有任何超出掌控的情況,立即啟動備用聯絡方式。”
“明白!”
劉安杰重重點頭。
“好,事情都交代清楚了,我們也該撤了!”
吳有為站起身,笑容依舊溫和,“你……”
“林叔!”
眼見著兩人要走,劉安杰連忙說道:“我給您發的短信……”
“哦?嗨,把這事給忘了!”
林建國想起這件事,臉色嚴肅道:“那些跟蹤你們的,是春城市局治安支隊的人,具體他們為什么要這樣做,我們也不清楚。
不過你放心,為了任務的安全,他們都已經被調走了。”
“那就好。”
劉安杰點點頭。
“好了,我們不能在這待太長時間。”
吳有為再次拍了拍劉安杰誒的肩膀,“期待你早日站在陽光下,穿上那身代表身份和榮譽的制服!”
……
警察臨檢的接頭方式,對劉安杰來說還是頭一次。
不過安城區公安分局,也不是沒有收獲。
抓了幾個癮君子,掃了幾對黃,順便還抓了一個網逃的通緝犯。
至于跟著劉安杰一起來酒吧的兄弟們,雖然叫了幾個陪酒小姐,但因為劉安杰事先交代了,所以兄弟們都很克制,除了摟摟抱抱之外,沒有任何更進一步的動作。
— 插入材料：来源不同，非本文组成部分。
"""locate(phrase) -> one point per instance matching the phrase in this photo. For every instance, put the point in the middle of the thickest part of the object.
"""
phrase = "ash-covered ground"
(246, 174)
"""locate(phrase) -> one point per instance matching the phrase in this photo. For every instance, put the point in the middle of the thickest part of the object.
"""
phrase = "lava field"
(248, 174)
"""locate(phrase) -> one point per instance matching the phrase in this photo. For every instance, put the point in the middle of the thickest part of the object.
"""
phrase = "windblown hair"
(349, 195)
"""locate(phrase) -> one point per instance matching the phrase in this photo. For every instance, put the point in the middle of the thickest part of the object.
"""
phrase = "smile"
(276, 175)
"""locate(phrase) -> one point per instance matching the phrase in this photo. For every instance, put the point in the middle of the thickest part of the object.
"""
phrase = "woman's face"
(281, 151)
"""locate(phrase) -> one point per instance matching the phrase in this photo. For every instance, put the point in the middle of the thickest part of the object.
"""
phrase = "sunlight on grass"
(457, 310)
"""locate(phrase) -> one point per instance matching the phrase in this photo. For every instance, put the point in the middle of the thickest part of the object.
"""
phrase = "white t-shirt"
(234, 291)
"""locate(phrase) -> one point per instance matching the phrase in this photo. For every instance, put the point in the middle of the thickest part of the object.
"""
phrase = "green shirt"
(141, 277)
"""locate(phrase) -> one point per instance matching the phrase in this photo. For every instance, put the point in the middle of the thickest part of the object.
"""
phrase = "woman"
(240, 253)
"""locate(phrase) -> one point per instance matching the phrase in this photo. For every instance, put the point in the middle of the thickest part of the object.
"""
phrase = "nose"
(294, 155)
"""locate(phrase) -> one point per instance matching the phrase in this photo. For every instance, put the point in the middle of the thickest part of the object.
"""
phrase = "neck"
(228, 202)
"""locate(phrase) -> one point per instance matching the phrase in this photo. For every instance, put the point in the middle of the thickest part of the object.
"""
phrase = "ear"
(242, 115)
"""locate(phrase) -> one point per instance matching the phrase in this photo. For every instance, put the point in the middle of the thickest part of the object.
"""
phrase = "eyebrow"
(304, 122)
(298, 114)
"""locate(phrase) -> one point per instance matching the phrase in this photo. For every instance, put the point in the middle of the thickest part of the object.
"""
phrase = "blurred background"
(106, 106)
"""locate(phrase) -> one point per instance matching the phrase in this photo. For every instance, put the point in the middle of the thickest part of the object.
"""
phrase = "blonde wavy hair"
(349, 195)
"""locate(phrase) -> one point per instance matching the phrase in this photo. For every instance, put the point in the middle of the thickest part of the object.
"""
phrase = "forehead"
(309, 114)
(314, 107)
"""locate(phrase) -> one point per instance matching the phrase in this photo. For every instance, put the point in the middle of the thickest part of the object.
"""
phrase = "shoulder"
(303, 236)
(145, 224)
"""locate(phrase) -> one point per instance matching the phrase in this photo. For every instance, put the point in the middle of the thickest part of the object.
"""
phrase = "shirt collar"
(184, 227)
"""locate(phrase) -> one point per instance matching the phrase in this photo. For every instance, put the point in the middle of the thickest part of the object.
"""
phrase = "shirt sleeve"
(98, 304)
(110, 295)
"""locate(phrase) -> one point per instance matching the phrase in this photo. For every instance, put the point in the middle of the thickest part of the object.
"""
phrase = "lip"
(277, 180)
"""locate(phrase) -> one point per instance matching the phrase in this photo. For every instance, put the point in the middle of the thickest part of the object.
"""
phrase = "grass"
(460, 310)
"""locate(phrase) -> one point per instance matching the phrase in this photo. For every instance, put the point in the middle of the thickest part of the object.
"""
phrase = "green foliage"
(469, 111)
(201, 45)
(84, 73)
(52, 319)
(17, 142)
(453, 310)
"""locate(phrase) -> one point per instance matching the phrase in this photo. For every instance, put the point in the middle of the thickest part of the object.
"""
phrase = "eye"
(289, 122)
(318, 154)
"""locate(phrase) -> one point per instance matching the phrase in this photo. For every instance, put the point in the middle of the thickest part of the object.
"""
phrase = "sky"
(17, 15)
在分別做完筆錄之后,每人象征性地繳了一些罰款后,劉安杰一行人在凌晨4點,就回了酒店。
結果他剛沖了個澡,打算休息一會,萬行云的電話就打了過來。
“喂,劉董。”
萬行云的聲音帶著一如既往的陰鷙,“我聽說,你和兄弟們進局子了,怎么回事?要不要我和他們打個招呼?”